All of these depends on the nice behavior of FIFO’s consecutive memory accesses. Let’s now try to introduce some other features that can potentially break this nice property.

Flushing FIFO

Consider a FIFO that allows for a single-cycle flushing operation (clearing all contents). These kind of queues are frequently used in pipelines with speculative executions, where the entire pipeline needs to be discarded (quickly).

This means at least one of the head and tail pointers may snap to a place that does not depend on the previous value, most likely by reseting both pointer into their initial value, which can break the assumption of continous SRAM access.

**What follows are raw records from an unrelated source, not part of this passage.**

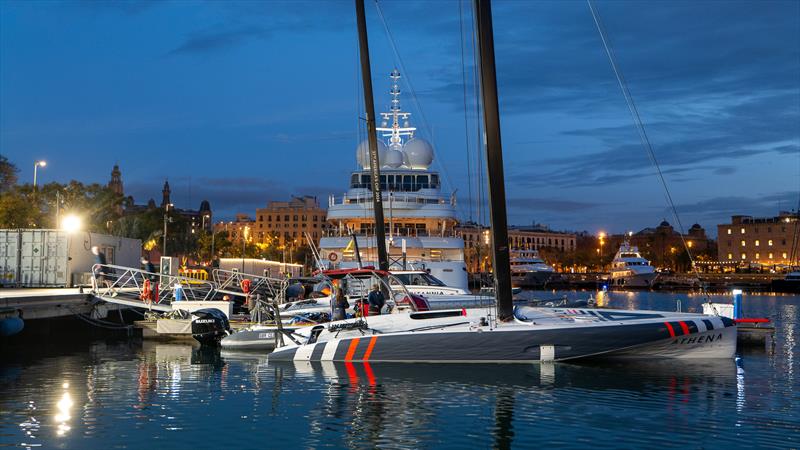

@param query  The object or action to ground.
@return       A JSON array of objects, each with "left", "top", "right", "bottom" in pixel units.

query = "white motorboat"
[
  {"left": 510, "top": 249, "right": 555, "bottom": 287},
  {"left": 609, "top": 242, "right": 658, "bottom": 288}
]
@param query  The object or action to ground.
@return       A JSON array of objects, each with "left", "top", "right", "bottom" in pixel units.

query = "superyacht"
[
  {"left": 509, "top": 249, "right": 555, "bottom": 287},
  {"left": 609, "top": 240, "right": 658, "bottom": 288},
  {"left": 319, "top": 70, "right": 468, "bottom": 290}
]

However in practice it does not matter in this use case. We will also reset the state of the buffer during flush. As long as we do not feed the write address of the next cycle into the memory in advance, there is no additional risk of strutural hazard.

Multi-port FIFO

Multi-port FIFO can read and/or write multiple entries at the same cycle. This is the kind of concurrency that often warrants banking for most storage structures.

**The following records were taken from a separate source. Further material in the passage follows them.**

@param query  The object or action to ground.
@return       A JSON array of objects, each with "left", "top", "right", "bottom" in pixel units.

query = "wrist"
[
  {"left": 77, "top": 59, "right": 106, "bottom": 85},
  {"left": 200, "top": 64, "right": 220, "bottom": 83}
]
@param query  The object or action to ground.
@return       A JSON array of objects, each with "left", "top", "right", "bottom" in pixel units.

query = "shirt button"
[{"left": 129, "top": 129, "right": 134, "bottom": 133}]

To implement a multi-port FIFO, number of banks have to increase. Generally, for a FIFO with $R$ reading ports and $W$ writing ports, $W + R$ banks are required.

Also, the size of the buffer needs to increase to $\lceil R / W \rceil \times W$ . To show this, consider whether we have more read ports or write ports.

The easier case is when $R \le W \Rightarrow \lceil R / W \rceil \times W = W$ . A conflicting bank is guaranteed to be available for writes nexe cycle, and at most $R$ banks can conflict at each cycle.
For $R > W$ , the situation gets more complicated. Let’s first introduce an example. Consider the case $R = 3, W = 2$ , assume that initially the buffer and queue is empty, head = tail = 0.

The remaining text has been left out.